@apica-io/repo-downloader
v3.6.3
Published
Repository download utility
Downloads
27
Readme
- Overview
- Repository types
- Decryption/Encryption
- Request caching
Overview
The repository download utility
You can download content from repositories with the repo_downloader utility. Downloaded content is stored in the working directory.
Command line
Usage: repo-downloader [options] <files...>
Options:
-u, --url <url> Url for the repository. For git based repositories the last part can be the branch
-w, --work <work> Working directory (default: "./work")
-t, --type <type> Type of repository [azureGit,bitBucket,gitHub,postman,ssh] (default: "gitHub")
-a, --auth <auth> Authentication. Password for basic auth
-pk, --privateKey <key> Private key. Currently only used for ssh
-user, --userName <userName> The username for accessing the repository
-at, --authType <authType> Authentication type. Default basic auth (default: "basic")
-dk, --decryptKey <decryptKey> Decrypt key
-dfm, --decryptFileMatch <decryptFileMatch> Decrypt file match regular expression
-l, --logLevel <logLevel> Log level in log4js (default: "info")
--proxy <proxy> Http(s) proxy
--cache <cache> Cache server:port
-V, --version output the version number
-h, --help display help for command
Exit code and stdout/stderr
Exit code 0 will be return if all content specified in the arguments are downloaded successfully.
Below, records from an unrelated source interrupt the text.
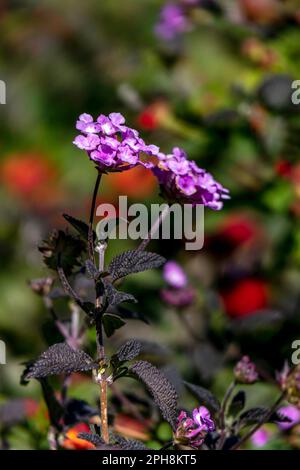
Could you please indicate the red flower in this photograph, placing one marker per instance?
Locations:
(138, 182)
(152, 116)
(239, 229)
(30, 177)
(246, 297)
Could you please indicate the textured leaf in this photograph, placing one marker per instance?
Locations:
(60, 359)
(237, 404)
(62, 247)
(134, 261)
(91, 269)
(55, 409)
(77, 411)
(115, 297)
(163, 392)
(81, 227)
(128, 351)
(93, 438)
(111, 323)
(130, 444)
(204, 396)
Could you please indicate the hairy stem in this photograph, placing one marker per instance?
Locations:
(223, 413)
(260, 423)
(154, 228)
(91, 220)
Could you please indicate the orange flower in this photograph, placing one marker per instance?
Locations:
(131, 427)
(245, 297)
(152, 116)
(73, 442)
(30, 177)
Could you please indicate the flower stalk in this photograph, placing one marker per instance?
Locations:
(99, 329)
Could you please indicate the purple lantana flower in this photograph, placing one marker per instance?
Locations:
(178, 293)
(111, 144)
(245, 371)
(292, 413)
(181, 180)
(192, 431)
(173, 22)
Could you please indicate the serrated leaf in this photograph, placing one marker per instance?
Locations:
(134, 261)
(93, 438)
(12, 412)
(111, 323)
(77, 411)
(81, 227)
(161, 389)
(115, 297)
(63, 248)
(127, 352)
(258, 414)
(60, 359)
(237, 404)
(253, 416)
(204, 396)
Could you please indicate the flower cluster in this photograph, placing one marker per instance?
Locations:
(245, 371)
(181, 180)
(192, 431)
(173, 22)
(291, 385)
(111, 144)
(178, 293)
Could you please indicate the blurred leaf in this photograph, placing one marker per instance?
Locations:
(60, 359)
(237, 404)
(133, 261)
(111, 323)
(61, 248)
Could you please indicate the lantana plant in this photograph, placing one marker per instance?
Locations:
(114, 147)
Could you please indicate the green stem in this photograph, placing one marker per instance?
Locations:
(260, 423)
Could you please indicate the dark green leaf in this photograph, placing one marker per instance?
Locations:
(161, 389)
(59, 359)
(62, 248)
(93, 438)
(127, 352)
(237, 404)
(134, 261)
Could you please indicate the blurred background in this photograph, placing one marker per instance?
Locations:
(217, 82)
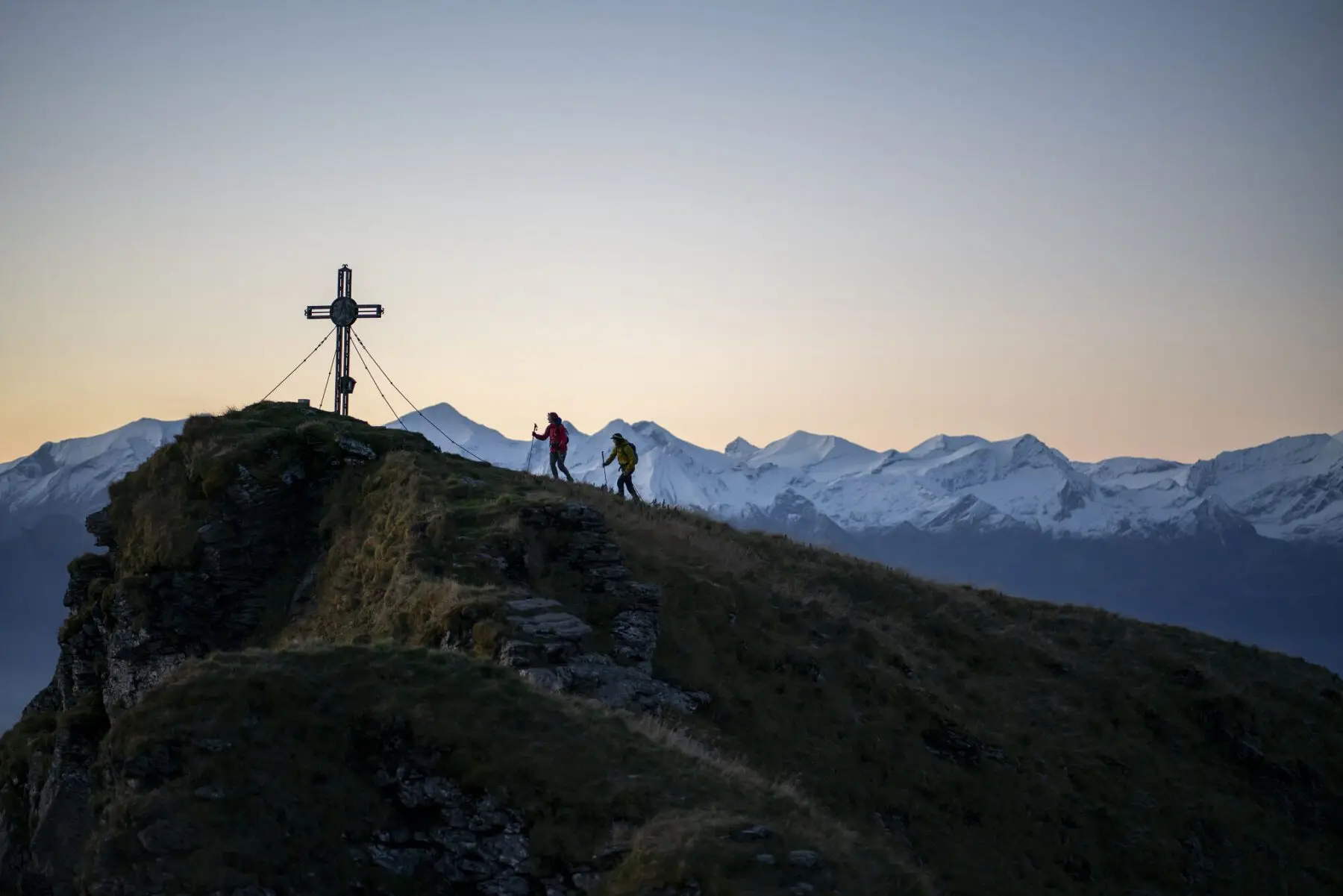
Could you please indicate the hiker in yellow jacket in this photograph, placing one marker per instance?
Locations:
(629, 458)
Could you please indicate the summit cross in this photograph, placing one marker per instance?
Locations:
(342, 313)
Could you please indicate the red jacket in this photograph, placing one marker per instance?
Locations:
(557, 434)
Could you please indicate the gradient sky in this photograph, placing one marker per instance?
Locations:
(1116, 226)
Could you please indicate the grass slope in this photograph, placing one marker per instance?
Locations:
(990, 743)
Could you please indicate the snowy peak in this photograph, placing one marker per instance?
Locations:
(73, 476)
(1287, 489)
(810, 451)
(943, 445)
(739, 448)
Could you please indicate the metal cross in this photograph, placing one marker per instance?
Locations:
(342, 312)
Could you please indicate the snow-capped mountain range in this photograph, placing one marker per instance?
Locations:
(72, 477)
(1289, 489)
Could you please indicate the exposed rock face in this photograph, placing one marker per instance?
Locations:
(128, 632)
(450, 839)
(545, 645)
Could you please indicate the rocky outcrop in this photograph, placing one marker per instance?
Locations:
(545, 639)
(129, 629)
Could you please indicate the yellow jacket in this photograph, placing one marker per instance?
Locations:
(624, 454)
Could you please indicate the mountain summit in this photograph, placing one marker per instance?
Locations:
(317, 657)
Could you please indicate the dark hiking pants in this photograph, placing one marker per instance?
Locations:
(626, 481)
(557, 461)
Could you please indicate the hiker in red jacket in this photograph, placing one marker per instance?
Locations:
(559, 444)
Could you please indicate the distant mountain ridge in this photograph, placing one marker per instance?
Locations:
(1289, 489)
(1248, 545)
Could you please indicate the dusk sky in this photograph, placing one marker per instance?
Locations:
(1115, 226)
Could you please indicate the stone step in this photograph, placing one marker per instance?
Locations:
(564, 626)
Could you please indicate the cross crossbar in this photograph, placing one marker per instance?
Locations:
(342, 312)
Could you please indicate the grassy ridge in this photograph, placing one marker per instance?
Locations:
(920, 735)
- stdout is used for information logging
- stderr is used for error messages when exit code is not 0
Options
Option | Argument | Description ----------------| -------- |--------------- -u --url| Url to repository | For git repositories it can contain and additional path which is the branch name -w --work| working directory | Directory where downloaded files are stored. Default ./work -l --logLevel| Log level for log4js | See log levels for the log4js package. Default "info" -t --type | Type of repository | Values azureGit, bitBucket, gitHub, http or ssh -user | Username for authentication. When username is used the auth option should contain the password or personal access token -a --auth | Authentication string | For git basic auth with personal access token -pk --privateKey| Private key used for ssh repositories. Key file or string -at -authType | Authentication type | For git always basic in this release -dk --decryptKey| Decryption key | Decryption key used by the cryptify library -dfm | Decryption file match | Regular expression for files which will decrypted
Repository types
Git based repositories (GitHub, BitBucket and AzureGit)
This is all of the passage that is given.